Troops Wrongly Prescribed Damaging Drugs Before Deployment due to Failures in IT System, Senior Doctor Warns
Troops preparing to deploy overseas are being wrongly prescribed damaging anti-malarial drugs due to failures in the Ministry of Defence’s medical IT system, senior army doctors have warned.
Medics are frequently unable to access soldiers’ patient histories and end up handing out inappropriate drugs such as lariam, or prescribing medicines meant for other patients, according to the former head of Britain’s main military hospital in Afghanistan.
Colonel Glynn Evans said yesterday the Defence Medical Information Capability Programme (DMICP) made it impossible to provide safe and timely treatment to armed forces members and their families.
He warned the slow pace of the software means military doctors are unable to follow the strict criteria for choosing certain drugs in the rushed hours before a deployment.
The Army apologised last year for ignoring precautions for prescribing lariam in the case of thousands of troops.
The drug has been shown to cause depression, suicidal thoughts and psychosis.
The British Medical Association yesterday called on the MoD to urgently improve the system to prevent its “frequent software crashes or total loss of IT”.
Chair of the body’s Armed Forces Committee and an NHS anaesthetist, Colonel Evans said: “We’re having to treat real patients in real time and the system cannot keep up with us.”

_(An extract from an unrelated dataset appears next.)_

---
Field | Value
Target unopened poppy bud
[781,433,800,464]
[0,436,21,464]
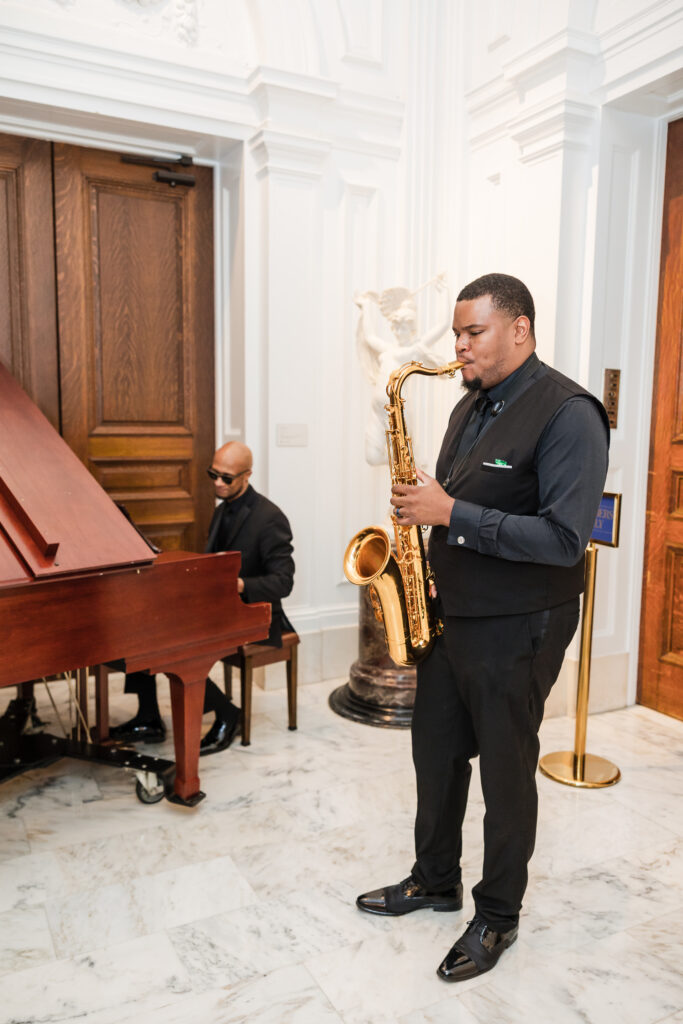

“Even to print a prescription – it has to go such a convoluted route that it can take 30 minutes to come out, maybe from a printer in a different room.
“You then have the difficulty of the right prescription getting to the right patient.”
But he said the most damaging effect of the faults in DMICP was an inability to bring up soldiers’ medical history as they prepare for emergency deployments.
“If you prescribe anti-malarials without following the proper procedure you may end up prescribing them to someone who turns out shouldn’t have had it – that is happening,” he said.
DMICP, which is provided by Canadian-owned multinational CGI, has been in use by the MoD for more than a decade.
It is supposed to act as a comprehensive system to record patient consultations, access their histories and issue prescriptions for armed forces and other MoD personnel and their families across the world.
Publicity on the CGI website describes the system as “a success story”, allowing patients “faster, more accurate treatment”.
However, the motion passed on Monday by the BMA annual congress was affecting patient safety and failing to integrate with NHS IT systems.